Mango Pancakes Recipe
How to Make Mango Pancakes
Method
- To make the pancakes, whisk the eggs with the milk, oil and 1 teaspoon of vanilla extract. Sift the flour with 1 tablespoon of icing mixture and the cornflour, then whisk into the egg mix. Strain the batter into a bowl or jug and refrigerate for 20 minutes.
- Place a 20cm, non-stick frying pan over a medium heat and lightly spray with olive oil spray. Add enough batter to just cover the base, swirling the pan to create a thin and even layer. Cook until just cooked through but not coloured. Flip and cook the other side for a few seconds. Place onto a plate and cover with foil or baking paper. Repeat with the rest of the batter.
- For the filling, cut the 2 cheeks off the mango and gently peel them. Cut each cheek into 3 strips, so you end up with 6 long mango strips. If you have remaining mango flesh on the seed, you can trim this to use for garnish.
- The complete the filling, whisk the cream, remaining icing mixture and vanilla extract together until stiff peaks form and you have a semi-firm, whipped cream.

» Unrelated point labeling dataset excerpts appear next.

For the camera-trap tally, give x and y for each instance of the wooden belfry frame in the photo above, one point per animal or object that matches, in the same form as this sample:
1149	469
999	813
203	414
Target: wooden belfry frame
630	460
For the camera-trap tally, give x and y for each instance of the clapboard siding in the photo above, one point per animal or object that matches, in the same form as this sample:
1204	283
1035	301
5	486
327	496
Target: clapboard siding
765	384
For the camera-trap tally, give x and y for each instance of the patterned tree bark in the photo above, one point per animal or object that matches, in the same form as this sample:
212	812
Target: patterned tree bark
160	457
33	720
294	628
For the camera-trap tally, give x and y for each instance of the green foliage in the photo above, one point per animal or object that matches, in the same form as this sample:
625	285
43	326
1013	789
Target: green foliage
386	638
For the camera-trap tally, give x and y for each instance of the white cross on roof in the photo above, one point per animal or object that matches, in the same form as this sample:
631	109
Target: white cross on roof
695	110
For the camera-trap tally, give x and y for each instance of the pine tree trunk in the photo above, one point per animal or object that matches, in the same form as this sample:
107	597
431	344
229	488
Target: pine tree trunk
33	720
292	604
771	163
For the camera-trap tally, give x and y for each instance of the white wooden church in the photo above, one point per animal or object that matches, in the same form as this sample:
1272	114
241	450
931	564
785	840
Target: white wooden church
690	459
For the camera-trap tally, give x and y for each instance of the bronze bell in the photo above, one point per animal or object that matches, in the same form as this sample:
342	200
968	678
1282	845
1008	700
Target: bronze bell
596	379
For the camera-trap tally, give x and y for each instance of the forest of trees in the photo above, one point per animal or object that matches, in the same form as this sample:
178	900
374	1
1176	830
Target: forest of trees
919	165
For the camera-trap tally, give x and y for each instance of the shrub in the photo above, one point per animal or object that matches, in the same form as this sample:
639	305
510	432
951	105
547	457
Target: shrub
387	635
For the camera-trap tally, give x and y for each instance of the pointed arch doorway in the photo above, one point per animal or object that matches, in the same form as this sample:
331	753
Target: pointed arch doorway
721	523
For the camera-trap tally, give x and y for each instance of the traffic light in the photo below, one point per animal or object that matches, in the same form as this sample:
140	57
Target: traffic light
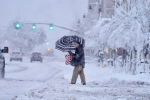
17	25
116	50
106	50
51	27
33	26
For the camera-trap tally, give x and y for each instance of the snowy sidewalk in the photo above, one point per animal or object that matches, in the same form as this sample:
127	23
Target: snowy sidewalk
102	84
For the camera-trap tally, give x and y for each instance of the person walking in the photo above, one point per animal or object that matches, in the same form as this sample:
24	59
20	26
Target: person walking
78	62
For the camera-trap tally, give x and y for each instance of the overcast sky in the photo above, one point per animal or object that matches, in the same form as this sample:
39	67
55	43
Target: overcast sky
59	12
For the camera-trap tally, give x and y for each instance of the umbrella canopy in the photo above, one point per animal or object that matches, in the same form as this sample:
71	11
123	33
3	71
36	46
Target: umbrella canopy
66	43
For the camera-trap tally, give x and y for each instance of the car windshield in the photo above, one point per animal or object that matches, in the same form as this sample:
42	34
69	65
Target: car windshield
35	53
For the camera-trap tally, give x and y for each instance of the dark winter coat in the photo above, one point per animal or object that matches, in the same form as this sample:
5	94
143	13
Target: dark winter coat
78	57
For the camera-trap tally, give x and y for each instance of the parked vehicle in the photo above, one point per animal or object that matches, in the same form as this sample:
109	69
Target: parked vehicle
16	56
49	52
2	62
36	56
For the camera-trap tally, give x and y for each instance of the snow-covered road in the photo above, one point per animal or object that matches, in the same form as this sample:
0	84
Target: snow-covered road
50	81
23	76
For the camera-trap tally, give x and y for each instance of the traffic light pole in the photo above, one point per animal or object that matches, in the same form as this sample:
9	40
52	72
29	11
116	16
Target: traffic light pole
54	25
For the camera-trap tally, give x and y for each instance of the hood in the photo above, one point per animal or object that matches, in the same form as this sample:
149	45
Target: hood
79	48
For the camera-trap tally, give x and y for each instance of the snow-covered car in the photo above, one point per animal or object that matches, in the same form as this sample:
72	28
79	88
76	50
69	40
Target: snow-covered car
36	56
16	56
2	62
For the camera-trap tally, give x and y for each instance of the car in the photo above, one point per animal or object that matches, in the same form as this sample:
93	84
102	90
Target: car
49	52
16	56
36	56
2	62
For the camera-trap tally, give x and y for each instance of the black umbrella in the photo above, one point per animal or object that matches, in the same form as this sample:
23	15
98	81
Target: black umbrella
66	43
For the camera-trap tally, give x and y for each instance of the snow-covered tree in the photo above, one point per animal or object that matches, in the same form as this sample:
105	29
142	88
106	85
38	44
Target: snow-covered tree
24	38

- To assemble, place a pancake onto a plate and add a dollop of the whipped cream in the middle. Add a mango slice and gently fold the pancake like you would a spring roll (bottom first and then fold in the sides and gently roll). You can trim the mango ends if they are too long.
- Place on a plate, seam side down and repeat with the rest. Cover with cling film and refrigerate to firm them up, slightly.
- Garnish with a few thin mango slices and fresh mint leaves and serve immediately.